Jusqu'à maintenant, la situation ne semble pas alarmer les autorités de Rio Tinto. Toutefois, la compagnie a mis sur pied des mesures de prévention, aussitôt que le virus a gagné du terrain en Afrique, au printemps dernier.

«Nous évitons présentement tous les voyages en Afrique qui ne sont pas essentiels. De plus, nous avons distribué 3000 kits de prévention aux employés là-bas, avec des savons antiseptiques et des guides de symptômes, par exemple. Aussi, lorsqu'un employé se rend dans les zones plus à risques, nous lui demandons de rester à la maison durant quelques jours. Les employés sont tenus au courant de la situation», a expliqué la porte-parole régionale de Rio Tinto Alcan, Claudine Gagnon. Cette dernière n'a pas été en mesure de dire combien d'employés de Rio Tinto travaillent actuellement en sol africain, ni s'il y a des gens de la région sur place.

«Nous suivons la situation de très près et nous travaillons également avec l'Organisation mondiale de la santé (OMS) pour faire de la prévention», a ajouté Mme Gagnon.

Chaque mois, deux bateaux de bauxite en provenant de la Guinée accostent aux installations portuaires de La Baie. Encore là, des mesures de prévention sont prises afin d'éviter tout risque de propagation. «Nous faisons actuellement tout notre possible pour minimiser les risques. Dès le début de l'épidémie, nous avons réagi et on s'ajuste au fur et à mesure que la situation évolue», a indiqué Claudine Gagnon.

Dans les agences de voyages

Par ailleurs, le virus Ebola ne semble pas inquiéter les clients des agences de voyages de la région. Le Quotidien a joint quatre agences, afin de savoir si les clients posaient des questions sur cette maladie qui gagne du terrain.

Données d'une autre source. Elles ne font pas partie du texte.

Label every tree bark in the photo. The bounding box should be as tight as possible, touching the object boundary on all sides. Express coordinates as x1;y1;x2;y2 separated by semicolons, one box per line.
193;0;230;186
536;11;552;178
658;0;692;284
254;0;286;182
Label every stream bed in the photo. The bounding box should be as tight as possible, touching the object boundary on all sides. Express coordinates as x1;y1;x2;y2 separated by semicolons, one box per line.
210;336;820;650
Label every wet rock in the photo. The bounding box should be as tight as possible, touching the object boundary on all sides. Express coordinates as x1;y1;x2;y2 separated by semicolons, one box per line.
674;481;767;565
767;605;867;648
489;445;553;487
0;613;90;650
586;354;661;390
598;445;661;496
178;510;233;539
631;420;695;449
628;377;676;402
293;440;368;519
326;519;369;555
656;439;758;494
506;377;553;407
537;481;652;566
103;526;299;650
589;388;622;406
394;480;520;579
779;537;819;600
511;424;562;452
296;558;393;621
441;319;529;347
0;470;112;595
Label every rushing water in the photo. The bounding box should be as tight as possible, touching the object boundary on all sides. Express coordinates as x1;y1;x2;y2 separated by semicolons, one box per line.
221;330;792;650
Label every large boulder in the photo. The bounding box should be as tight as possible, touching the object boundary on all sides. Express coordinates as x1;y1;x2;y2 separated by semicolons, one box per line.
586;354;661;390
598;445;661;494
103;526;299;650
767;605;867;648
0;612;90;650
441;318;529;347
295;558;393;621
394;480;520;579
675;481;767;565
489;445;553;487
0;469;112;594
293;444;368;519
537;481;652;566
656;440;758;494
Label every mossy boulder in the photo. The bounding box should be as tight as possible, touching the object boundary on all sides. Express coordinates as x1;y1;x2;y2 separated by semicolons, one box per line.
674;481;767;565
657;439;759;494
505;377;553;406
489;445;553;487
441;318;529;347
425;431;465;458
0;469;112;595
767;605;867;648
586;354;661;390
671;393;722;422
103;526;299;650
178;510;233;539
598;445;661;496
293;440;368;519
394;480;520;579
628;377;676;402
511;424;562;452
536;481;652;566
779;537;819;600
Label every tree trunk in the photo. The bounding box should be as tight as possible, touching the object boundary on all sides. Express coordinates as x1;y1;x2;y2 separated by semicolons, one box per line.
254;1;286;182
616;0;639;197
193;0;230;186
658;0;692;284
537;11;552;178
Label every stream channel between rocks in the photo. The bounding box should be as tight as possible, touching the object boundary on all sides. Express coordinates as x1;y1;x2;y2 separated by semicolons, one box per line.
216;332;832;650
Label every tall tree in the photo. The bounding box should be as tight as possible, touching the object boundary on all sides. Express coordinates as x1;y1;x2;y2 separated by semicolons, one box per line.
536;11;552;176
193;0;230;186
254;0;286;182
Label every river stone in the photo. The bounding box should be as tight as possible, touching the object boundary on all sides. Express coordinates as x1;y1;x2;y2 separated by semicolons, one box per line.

«Non, pas du tout. Pour être honnête, je n'en ai pas entendu parler. Il n'y a aucune inquiétude pour notre clientèle», a indiqué le copropriétaire de l'agence Michel Barrette, Patrice Lapointe. Même pour les clients qui ont planifié des voyages en Afrique et dans le sud des États-Unis, l'Ebola ne semble pas les inquiéter.

Même son de cloche du côté de la directrice de l'Agence CAA, Louise Blanchette. «Nous n'en entendons pas du tout parler. Les gens n'ont pas l'air inquiets», a affirmé la directrice.

Au Texas

Frédérick Verreault, chauffeur chez Intercar, revient tout juste d'un voyage organisé au Texas. Même directement sur place, il n'a pas senti d'inquiétude, ni des habitants de l'endroit, ni des touristes.

«En écoutant les nouvelles là-bas, on sentait qu'il se passait quelque chose, mais c'est tout. Les gens ne semblaient pas avoir conscience de la situation», a indiqué Frédérick Verreault, qui était au Texas du 28 septembre au 3 octobre.

Mercredi dernier, la première personne infectée en sol américain est décédée à l'hôpital de Dallas.

Selon un bilan de l'Organisation mondiale de la santé arrêté au 1er octobre, l'épidémie d'Ebola a déjà fait 3439 morts parmi les quelque 7500 personnes qui ont été infectées dans cinq pays d'Afrique de l'Ouest, principalement au Liberia, en Sierra Leone et en Guinée.